When the Tigers plot a course to trim the damage on a pitching staff that gave up the highest ERA in the American League last year, McCann will go through a similar process.
One of the Tigers' few bright spots from last year was the progress of McCann, who was thrust from a backup role when the season began into an everyday role in his first full Major League campaign when Alex Avila went on the disabled list. Around midseason, McCann worked with manager Brad Ausmus to take on responsibility for game plans, collecting scouting information and statistical tendencies on opposing hitters, and meshing that with pitchers' strengths. The resulting plan had to be simple enough to execute in a game without overwhelming McCann or the pitcher.
Essentially, Ausmus did with McCann what coaches did with him when he was a young catcher.
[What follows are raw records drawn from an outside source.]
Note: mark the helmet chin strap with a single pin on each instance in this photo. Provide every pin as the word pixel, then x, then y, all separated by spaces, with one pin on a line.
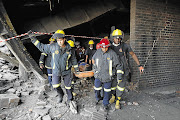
pixel 117 44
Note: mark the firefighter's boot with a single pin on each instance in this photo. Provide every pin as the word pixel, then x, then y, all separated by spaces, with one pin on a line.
pixel 60 94
pixel 118 106
pixel 74 94
pixel 112 99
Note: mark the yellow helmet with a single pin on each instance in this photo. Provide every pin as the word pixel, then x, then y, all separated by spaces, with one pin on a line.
pixel 118 34
pixel 91 42
pixel 71 43
pixel 51 39
pixel 58 34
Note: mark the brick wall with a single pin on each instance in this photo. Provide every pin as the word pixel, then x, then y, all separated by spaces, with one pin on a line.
pixel 156 20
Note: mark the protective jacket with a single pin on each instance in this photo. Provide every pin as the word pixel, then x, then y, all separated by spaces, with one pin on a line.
pixel 45 58
pixel 106 66
pixel 62 58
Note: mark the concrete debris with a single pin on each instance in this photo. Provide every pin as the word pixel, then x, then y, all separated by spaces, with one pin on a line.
pixel 3 116
pixel 85 113
pixel 36 116
pixel 25 93
pixel 4 67
pixel 41 112
pixel 8 100
pixel 41 103
pixel 73 107
pixel 47 117
pixel 129 103
pixel 90 110
pixel 12 90
pixel 39 118
pixel 9 76
pixel 1 76
pixel 122 102
pixel 135 103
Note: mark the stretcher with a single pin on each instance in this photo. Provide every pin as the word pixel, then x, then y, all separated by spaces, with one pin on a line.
pixel 84 71
pixel 84 74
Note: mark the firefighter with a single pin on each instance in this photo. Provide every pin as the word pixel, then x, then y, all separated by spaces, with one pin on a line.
pixel 105 65
pixel 122 49
pixel 62 61
pixel 46 58
pixel 80 51
pixel 90 52
pixel 71 41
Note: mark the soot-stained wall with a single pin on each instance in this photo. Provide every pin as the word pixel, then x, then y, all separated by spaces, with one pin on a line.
pixel 157 20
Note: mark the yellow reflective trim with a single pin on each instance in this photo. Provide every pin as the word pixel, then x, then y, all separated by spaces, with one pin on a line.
pixel 56 85
pixel 49 74
pixel 41 62
pixel 44 54
pixel 53 61
pixel 48 67
pixel 119 98
pixel 113 88
pixel 107 90
pixel 99 88
pixel 120 71
pixel 75 66
pixel 69 55
pixel 110 67
pixel 36 42
pixel 120 88
pixel 97 61
pixel 119 81
pixel 68 87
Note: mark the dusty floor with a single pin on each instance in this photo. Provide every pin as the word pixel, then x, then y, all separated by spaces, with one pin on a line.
pixel 153 104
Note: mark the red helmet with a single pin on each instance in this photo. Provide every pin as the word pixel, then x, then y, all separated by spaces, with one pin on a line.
pixel 104 43
pixel 98 46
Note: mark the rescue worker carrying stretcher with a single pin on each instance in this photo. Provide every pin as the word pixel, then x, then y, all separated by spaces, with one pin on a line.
pixel 62 61
pixel 45 59
pixel 105 65
pixel 122 50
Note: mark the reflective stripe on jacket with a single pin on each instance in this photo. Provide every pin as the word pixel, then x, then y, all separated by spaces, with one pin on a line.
pixel 62 58
pixel 106 66
pixel 45 59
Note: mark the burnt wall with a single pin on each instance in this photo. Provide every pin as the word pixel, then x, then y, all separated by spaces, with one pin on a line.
pixel 157 20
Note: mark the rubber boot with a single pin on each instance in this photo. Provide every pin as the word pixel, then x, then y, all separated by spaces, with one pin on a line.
pixel 74 94
pixel 117 106
pixel 60 94
pixel 112 99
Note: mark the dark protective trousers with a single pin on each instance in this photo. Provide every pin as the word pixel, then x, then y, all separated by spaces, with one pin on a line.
pixel 49 71
pixel 107 91
pixel 118 88
pixel 56 80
"The biggest thing that I took from last year was how to use all the information that's available and put together a scouting report that is usable," McCann said. "There's so many numbers out there, you can't go into a game and think, 'OK, on 0-2 [counts], this guy hits this or doesn't hit this.' You have to be able to take all the information and kind of categorize it. That's what [Ausmus] was really able to help me do."
Expect them to build on that for Year 2. The information flow increases with the build-out of the Tigers' new analytics department. The plan must remain simple.
"I think the scouting reports that we handed to him in the middle of last year, the research that we asked him to start doing, was a really good first step," Ausmus said. "I think over time he's probably going to take that framework that was given to him and mold it a little bit into what he finds usable. But experience is the most important factor for a catcher."